From the artifacts uncovered under Androas Palace in Luxor (Photo: Supreme council of antiquities)
The discovery is one of several ancient treasures uncovered beneath the palace after its demolition a month ago, including a collection of bronze Roman coins, remains of a Roman wall, and a collection of icons from different ages, according to Secretary-General of the Supreme Council of Antiquities Mostafa Waziri.
The decision to demolish the palace was taken by the Luxor governorate after the committee assigned to investigate its condition decided that its unstable foundation threatened both the neighbouring Luxor Temple and pedestrians walking along the Nile cornice since it could have collapsed at any time.

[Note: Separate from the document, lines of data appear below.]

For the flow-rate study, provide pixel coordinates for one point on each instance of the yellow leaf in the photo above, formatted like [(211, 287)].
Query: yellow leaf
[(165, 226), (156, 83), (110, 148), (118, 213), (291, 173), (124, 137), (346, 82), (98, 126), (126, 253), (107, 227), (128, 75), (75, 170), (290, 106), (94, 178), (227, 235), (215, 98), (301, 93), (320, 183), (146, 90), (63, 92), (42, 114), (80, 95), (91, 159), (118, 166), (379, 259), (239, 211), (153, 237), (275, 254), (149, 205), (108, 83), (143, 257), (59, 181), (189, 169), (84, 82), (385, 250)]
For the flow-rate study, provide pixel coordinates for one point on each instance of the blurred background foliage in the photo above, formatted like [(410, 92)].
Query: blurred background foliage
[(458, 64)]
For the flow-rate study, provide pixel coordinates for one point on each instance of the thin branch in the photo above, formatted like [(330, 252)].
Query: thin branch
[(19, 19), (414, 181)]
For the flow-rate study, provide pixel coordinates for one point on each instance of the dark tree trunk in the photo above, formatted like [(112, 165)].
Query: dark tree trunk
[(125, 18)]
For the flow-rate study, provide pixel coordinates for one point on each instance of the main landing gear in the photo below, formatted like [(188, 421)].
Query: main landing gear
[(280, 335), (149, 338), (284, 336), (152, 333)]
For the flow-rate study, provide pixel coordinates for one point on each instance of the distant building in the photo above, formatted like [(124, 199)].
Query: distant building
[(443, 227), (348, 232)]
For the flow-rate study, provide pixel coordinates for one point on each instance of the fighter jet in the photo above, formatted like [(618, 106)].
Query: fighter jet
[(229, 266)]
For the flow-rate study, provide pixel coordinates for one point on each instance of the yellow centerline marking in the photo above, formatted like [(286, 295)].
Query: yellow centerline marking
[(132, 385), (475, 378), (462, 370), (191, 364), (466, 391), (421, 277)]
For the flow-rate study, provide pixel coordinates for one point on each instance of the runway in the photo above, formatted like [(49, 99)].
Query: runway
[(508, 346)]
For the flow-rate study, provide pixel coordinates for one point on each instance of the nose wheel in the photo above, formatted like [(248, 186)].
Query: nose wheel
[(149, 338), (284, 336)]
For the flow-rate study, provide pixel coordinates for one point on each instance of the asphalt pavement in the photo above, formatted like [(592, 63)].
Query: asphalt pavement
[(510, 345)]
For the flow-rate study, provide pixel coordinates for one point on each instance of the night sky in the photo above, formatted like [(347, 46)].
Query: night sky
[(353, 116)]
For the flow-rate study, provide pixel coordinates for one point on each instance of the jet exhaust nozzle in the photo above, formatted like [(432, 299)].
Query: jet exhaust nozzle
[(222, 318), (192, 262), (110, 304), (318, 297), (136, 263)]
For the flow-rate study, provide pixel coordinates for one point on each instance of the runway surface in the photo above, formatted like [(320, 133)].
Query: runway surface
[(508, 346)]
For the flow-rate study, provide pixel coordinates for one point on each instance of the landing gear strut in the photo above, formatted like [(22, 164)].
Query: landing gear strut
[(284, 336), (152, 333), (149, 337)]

The palace is not considered a monument as it is not listed on Egypt’s Heritage List.
Andraos Bishara was one of the most prominent figures in Luxor in the early 20th century. Upon his arrival in Luxor from his hometown of Qus in the 1880s, he decided to build his family home in the precincts of the Luxor Temple with a view across the Nile to the Theban Necropolis.
He invested part of his fortune in buying land that extended as far as the Colossi of Memnon on the west bank at Luxor. His son Tawfiq gradually became a key figure in the town and built his own house beside his father’s, which was earlier demolished.
The son’s palace was inhabited by the Andraos family until 2013 when the bodies of Tawfiq’s two daughters were found dead, believed to have been murdered, inside. Since then, the palace has been abandoned.